Panel Statement
Chair Persons: Lynn Hughes & Heather Kelley
Presenters: Cindy Poremba & Emma Westecott
This panel focuses on some of the most interesting developments in games and playable media. More specifically it will look at the recent surge in making independent games or game-like media art and artifacts. How does the indie moment in the games industry intersect with the rise of interest in playable media outside the industry (art games, game art, games as research, embodied play, new arcade games, lo-fi and retro games, diy….)? Panelists will provide a broad overview of current “gaminess” but will also be drawing on examples of their own art/design work. Papers will address the following types of questions:
- The relation between goal-based and free play models of games/playable media, as well examples of designing for appropriation. What is the relation between expressivity and rules? Whose expressivity? What does/could it mean to author playable media for appropriation? (Lynn Hughes)

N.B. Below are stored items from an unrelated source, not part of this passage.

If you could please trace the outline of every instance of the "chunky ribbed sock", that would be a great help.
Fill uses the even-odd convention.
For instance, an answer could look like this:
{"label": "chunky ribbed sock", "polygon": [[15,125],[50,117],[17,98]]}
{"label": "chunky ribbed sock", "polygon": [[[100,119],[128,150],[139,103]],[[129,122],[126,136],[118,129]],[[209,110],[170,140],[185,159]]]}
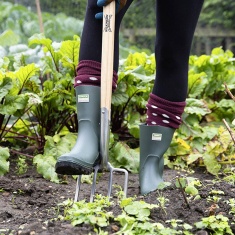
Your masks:
{"label": "chunky ribbed sock", "polygon": [[[81,85],[100,86],[101,63],[93,60],[82,60],[79,62],[76,71],[74,87]],[[117,88],[117,80],[117,73],[113,71],[113,91]]]}
{"label": "chunky ribbed sock", "polygon": [[147,125],[159,125],[177,129],[182,123],[181,116],[186,102],[172,102],[150,94],[147,104]]}

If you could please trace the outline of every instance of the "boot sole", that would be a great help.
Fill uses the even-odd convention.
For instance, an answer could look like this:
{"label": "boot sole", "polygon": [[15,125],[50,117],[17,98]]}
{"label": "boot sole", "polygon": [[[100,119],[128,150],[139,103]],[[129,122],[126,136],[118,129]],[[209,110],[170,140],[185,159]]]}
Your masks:
{"label": "boot sole", "polygon": [[86,168],[73,162],[57,162],[55,172],[61,175],[90,175],[93,168]]}

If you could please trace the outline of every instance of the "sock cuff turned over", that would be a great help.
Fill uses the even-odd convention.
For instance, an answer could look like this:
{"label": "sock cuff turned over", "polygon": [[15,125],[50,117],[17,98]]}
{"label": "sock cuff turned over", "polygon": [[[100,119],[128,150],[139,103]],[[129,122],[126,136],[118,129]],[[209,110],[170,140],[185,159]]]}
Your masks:
{"label": "sock cuff turned over", "polygon": [[186,102],[173,102],[150,94],[147,107],[147,125],[159,125],[177,129],[182,123],[181,116]]}
{"label": "sock cuff turned over", "polygon": [[[82,60],[76,69],[74,87],[81,85],[100,86],[101,81],[101,63],[93,60]],[[113,71],[112,90],[117,88],[118,76]]]}

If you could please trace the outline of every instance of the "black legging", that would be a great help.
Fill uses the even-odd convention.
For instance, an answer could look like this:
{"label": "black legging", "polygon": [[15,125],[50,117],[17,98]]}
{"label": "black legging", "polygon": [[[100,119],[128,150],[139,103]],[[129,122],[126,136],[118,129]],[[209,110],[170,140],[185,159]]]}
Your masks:
{"label": "black legging", "polygon": [[[152,93],[169,101],[185,101],[188,89],[188,58],[193,34],[204,0],[156,0],[156,80]],[[119,28],[133,0],[117,14],[115,23],[114,70],[119,66]],[[79,61],[101,62],[102,21],[97,0],[88,0]],[[146,3],[146,7],[151,7]]]}

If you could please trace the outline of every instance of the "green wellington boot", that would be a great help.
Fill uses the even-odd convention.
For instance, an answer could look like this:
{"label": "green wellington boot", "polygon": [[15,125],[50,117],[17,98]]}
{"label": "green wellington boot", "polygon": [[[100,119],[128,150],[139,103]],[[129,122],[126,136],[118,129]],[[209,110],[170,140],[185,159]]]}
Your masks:
{"label": "green wellington boot", "polygon": [[168,127],[140,125],[141,195],[154,191],[163,182],[163,154],[170,146],[174,131]]}
{"label": "green wellington boot", "polygon": [[78,138],[70,153],[58,158],[56,173],[87,175],[100,161],[100,87],[77,86]]}

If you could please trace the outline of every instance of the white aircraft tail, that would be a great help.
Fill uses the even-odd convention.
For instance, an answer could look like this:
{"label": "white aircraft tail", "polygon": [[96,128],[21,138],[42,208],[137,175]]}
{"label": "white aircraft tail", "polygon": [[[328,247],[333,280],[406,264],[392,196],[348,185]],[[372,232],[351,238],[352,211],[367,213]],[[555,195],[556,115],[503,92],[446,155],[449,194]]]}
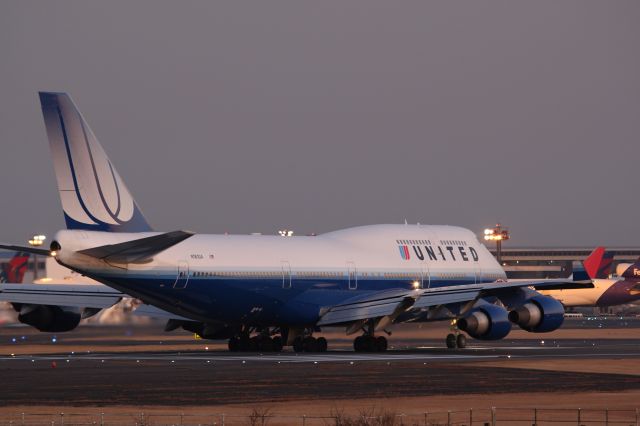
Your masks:
{"label": "white aircraft tail", "polygon": [[67,228],[151,231],[71,97],[40,92],[40,104]]}

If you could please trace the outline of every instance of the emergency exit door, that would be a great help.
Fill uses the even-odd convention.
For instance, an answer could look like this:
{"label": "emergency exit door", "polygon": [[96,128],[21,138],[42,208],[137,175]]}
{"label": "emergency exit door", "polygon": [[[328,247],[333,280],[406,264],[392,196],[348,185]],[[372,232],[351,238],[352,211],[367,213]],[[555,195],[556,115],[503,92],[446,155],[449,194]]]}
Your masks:
{"label": "emergency exit door", "polygon": [[358,271],[354,262],[347,262],[347,275],[349,277],[349,290],[358,288]]}
{"label": "emergency exit door", "polygon": [[185,261],[178,262],[178,276],[176,282],[173,283],[173,288],[181,290],[187,286],[189,282],[189,264]]}

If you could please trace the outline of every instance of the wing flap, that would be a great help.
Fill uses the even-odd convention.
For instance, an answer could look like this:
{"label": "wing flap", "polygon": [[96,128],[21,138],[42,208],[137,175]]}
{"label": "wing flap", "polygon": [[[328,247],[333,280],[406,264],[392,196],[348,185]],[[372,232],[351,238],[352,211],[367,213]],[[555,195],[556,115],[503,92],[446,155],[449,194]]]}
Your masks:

- The rise of lo-fi games in the light of V.W Turner’s notions of the liminal & liminoid. Contemporary indie practice in the spaces between diy & artgames. (Emma Westecott)
- How new arcade projects draw the play experience out into the exhibition environment. What are artists doing to re-imagine games for alternative social contexts? How can curators engage with the design of play -particularly in non-gallery spaces? (Cindy Poremba).
- What kind of soft and hard ware contributes to a pleasure experience.? How can we make sure game goals and sensual “goals” are mutually reinforcing? How might sex games be a forerunner of other “gamification” efforts where the goal is more than self-referential entertainment? (Heather Kelley)
- Lynn Hughes is Associate Dean for Research, Fine Arts, at Concordia University in Montreal, CA. She was instrumental in the structuring and funding of the Hexagram, Institute for Media Arts and Technology, the largest and most productive New Media hub in Canada. More recently she co-founded the Technoculture Art and Games Research Centre at Concordia in order to promote collaborative, interdisciplinary games research. Her current project is the design and production of a gesture based full body game.
- Heather Kelley, also known as moboid, is a media artist, curator, and game designer. Currently Ms. Kelley heads her interaction and experience design studio Perfect Plum. She is co-founder of Kokoromi,an experimental game collective, with whom she has produced and curated the renowned GAMMA event promoting experimental games as creative expression in a social context.